Eindelijk weer op reis. Het voelt bijna onwerkelijk om te landen in een land dat zichzelf “het land van olie en vuur” noemt. De lucht boven Bakoe is dofblauw en licht wazig, alsof er ergens diep onder de grond nog iets brandt, wat in zekere zin ook zo is. Er is hier een vlam die al zeshonderdduizend jaar onafgebroken brandt. Een vuurtje dat nooit dooft. Azerbeidzjan is een land van tegenstrijdigheden. Geen Europa, geen Azië, maar iets ertussenin, een plek die zich niet laat vangen in één richting. Terwijl de ochtend langzaam op gang komt, rijd ik door straten waar glazen wolkenkrabbers de hemel spiegelen, terwijl aan de overkant oude Lada’s schuin op het trottoir staan geparkeerd. In de verte glanst de Kaspische Zee. Boven alles ruikt het licht naar olie, zout en stof. Bakoe wil gezien worden. De stad laat zijn futuristische torens en flonkerende gevels trots zien, alsof het wil zeggen: kijk, wij horen erbij. Maar onder die glans ligt nog steeds het Sovjetverleden verscholen. De betonnen flats, de verweerde mozaïeken, de melancholie van een tijd die voorbij is maar niet helemaal verdwenen. Bakoe een stad die bekendstaat om zijn gas- en oliereserves, maakte ooit deel uit van het Mongoolse, Perzische en Russische Rijk, voordat het de Azerbeidzjaanse Socialistische Sovjetrepubliek werd. Uiteindelijk werd Azerbeidzjan in 1991 onafhankelijk met Bakoe als nieuwe hoofdstad.
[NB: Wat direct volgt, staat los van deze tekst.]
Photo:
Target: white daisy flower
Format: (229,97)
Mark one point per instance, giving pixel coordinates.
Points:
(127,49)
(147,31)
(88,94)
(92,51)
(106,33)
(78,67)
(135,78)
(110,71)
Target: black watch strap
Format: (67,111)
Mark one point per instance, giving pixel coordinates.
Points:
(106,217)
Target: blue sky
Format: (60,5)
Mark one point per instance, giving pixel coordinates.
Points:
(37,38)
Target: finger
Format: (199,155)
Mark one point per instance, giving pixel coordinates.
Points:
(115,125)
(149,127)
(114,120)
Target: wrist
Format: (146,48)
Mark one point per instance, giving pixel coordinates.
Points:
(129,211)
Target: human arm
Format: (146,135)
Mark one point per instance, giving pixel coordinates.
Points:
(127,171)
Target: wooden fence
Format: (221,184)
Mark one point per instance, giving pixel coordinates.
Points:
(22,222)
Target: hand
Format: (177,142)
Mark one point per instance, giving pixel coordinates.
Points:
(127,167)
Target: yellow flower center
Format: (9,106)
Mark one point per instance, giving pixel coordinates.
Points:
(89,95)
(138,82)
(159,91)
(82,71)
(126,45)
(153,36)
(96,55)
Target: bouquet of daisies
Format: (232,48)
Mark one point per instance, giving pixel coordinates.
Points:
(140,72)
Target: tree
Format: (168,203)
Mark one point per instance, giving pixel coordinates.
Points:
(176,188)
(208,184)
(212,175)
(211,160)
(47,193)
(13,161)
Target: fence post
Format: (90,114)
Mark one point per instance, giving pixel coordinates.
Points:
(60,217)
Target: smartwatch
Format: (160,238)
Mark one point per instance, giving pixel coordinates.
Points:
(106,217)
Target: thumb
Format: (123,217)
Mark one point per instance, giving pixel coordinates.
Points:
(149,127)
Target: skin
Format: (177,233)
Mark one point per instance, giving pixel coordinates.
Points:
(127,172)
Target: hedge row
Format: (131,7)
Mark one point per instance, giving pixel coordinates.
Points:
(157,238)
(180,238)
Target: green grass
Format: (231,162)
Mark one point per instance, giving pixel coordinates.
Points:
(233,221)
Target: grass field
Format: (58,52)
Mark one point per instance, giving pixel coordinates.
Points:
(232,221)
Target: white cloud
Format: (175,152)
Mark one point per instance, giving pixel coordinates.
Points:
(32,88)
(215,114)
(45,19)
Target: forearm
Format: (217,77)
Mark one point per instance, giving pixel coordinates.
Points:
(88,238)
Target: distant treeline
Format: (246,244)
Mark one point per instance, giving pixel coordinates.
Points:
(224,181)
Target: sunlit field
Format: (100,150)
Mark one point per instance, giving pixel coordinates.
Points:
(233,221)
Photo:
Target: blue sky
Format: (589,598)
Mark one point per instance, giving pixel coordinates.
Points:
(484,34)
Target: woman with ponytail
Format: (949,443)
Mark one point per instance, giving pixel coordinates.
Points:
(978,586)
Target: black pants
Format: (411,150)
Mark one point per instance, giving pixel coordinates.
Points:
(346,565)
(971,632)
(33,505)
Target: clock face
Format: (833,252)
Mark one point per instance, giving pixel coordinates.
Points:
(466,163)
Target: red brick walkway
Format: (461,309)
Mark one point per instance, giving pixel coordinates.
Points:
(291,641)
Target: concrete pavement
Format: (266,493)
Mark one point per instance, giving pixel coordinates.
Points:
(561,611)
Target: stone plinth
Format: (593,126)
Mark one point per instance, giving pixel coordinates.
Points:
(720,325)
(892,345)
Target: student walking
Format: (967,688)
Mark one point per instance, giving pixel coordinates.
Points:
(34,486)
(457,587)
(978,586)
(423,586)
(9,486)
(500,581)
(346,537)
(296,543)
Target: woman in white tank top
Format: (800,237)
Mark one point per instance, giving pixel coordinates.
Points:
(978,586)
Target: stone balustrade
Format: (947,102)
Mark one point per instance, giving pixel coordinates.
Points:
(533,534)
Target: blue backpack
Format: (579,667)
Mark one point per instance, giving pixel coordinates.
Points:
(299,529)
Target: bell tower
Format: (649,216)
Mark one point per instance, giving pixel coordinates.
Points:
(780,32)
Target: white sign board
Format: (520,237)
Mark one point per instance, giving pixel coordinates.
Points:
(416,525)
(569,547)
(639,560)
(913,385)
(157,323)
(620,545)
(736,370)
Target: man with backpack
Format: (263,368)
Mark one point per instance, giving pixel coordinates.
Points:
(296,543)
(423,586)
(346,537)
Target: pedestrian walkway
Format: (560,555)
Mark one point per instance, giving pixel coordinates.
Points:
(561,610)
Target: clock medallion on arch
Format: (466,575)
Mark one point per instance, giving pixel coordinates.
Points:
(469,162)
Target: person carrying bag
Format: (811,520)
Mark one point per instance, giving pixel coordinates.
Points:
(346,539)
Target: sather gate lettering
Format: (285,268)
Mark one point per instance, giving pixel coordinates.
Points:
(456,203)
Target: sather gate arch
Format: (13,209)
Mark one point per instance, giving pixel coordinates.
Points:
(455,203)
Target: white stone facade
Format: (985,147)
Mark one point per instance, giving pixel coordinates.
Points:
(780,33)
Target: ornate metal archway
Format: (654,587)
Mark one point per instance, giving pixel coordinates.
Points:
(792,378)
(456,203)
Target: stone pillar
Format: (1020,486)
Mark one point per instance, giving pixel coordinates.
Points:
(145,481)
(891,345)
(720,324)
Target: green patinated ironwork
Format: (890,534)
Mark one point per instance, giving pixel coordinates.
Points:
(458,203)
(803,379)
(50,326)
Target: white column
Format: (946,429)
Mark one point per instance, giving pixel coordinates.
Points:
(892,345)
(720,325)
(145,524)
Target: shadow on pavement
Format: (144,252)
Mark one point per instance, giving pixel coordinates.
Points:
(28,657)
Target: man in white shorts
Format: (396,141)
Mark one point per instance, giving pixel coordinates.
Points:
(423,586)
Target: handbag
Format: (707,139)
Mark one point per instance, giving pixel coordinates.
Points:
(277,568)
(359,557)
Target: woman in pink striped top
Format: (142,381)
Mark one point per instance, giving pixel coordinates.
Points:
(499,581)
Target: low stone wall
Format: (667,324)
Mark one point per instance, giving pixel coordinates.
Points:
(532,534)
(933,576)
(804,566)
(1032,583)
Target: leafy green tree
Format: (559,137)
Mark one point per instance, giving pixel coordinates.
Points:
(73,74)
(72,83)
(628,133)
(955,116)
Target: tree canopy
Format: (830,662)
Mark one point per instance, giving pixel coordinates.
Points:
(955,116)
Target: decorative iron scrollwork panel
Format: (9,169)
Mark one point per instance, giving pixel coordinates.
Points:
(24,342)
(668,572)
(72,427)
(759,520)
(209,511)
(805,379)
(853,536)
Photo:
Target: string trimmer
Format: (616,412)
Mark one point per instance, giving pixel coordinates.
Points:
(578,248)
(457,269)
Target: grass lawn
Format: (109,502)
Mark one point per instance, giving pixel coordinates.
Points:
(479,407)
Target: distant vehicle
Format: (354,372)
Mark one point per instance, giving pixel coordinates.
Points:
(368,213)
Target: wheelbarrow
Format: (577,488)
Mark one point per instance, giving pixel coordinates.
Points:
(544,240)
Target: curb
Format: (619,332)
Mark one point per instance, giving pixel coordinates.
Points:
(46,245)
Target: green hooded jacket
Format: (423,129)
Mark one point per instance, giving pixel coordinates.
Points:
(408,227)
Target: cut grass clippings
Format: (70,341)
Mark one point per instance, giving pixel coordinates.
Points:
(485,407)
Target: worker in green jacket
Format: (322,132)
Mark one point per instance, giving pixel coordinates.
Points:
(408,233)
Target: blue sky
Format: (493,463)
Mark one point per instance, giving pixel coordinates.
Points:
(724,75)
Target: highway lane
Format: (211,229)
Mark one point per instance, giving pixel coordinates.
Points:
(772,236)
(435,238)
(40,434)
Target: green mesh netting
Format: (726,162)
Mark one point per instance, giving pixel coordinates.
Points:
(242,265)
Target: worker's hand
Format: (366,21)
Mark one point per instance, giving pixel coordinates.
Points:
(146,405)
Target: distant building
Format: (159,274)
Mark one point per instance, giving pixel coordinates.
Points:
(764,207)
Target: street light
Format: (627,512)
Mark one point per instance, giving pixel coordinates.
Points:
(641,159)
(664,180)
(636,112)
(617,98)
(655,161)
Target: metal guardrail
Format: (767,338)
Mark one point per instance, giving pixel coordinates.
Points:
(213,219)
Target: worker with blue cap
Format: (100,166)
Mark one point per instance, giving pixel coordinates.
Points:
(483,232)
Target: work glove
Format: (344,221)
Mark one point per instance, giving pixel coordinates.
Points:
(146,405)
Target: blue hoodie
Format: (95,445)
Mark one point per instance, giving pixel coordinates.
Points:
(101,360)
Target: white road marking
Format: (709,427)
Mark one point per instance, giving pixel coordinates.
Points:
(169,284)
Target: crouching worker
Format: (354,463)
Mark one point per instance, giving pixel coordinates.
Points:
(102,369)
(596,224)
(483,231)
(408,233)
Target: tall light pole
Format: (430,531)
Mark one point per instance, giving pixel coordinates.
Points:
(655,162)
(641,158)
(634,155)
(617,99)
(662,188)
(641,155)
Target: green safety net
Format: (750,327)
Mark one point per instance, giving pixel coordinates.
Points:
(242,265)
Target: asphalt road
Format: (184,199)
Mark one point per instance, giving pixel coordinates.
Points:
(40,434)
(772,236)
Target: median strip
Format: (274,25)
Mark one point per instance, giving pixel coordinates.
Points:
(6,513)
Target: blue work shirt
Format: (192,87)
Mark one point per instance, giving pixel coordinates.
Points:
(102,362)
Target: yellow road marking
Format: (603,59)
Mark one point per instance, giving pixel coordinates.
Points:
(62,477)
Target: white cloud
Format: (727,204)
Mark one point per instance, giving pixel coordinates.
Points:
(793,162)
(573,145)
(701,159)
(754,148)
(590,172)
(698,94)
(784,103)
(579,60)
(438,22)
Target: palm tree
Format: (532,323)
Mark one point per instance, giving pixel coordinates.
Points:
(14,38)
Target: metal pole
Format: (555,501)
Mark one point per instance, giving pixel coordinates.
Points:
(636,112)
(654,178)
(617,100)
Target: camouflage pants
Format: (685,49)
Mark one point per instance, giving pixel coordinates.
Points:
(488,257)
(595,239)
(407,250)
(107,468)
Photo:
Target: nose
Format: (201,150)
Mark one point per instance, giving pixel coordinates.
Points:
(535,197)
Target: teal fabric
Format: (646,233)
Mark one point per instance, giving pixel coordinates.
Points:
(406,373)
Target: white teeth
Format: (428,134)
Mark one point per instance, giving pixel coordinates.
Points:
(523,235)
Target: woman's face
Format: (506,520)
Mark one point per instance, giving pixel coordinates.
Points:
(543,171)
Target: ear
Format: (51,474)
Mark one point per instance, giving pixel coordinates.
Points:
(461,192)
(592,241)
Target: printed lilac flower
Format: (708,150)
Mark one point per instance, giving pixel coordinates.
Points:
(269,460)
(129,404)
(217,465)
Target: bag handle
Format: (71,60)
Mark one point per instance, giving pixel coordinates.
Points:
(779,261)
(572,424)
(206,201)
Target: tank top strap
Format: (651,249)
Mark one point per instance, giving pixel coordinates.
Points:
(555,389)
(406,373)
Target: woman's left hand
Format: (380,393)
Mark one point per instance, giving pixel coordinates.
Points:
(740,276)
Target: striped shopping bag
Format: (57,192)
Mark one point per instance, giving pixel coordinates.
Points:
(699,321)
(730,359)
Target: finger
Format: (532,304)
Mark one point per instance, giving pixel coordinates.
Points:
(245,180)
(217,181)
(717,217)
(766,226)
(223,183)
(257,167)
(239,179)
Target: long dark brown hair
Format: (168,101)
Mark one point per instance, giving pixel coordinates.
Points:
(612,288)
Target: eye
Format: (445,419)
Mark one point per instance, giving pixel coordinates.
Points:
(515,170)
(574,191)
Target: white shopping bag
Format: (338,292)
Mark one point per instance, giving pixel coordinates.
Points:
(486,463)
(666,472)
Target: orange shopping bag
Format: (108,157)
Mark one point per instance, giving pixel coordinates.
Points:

Het is gebouwd door dictators die hun olie- en gasrijkdom aan de internationale wereld willen laten zien. Ze doen dat met futuristische gebouwen en internationale evenementen om hun autoritaire regime te verhullen. Maar Bakoe heeft ook een zeer lange en interessante geschiedenis als multiculturele stad aan de Zijderoute op het kruispunt van Europa en Azië.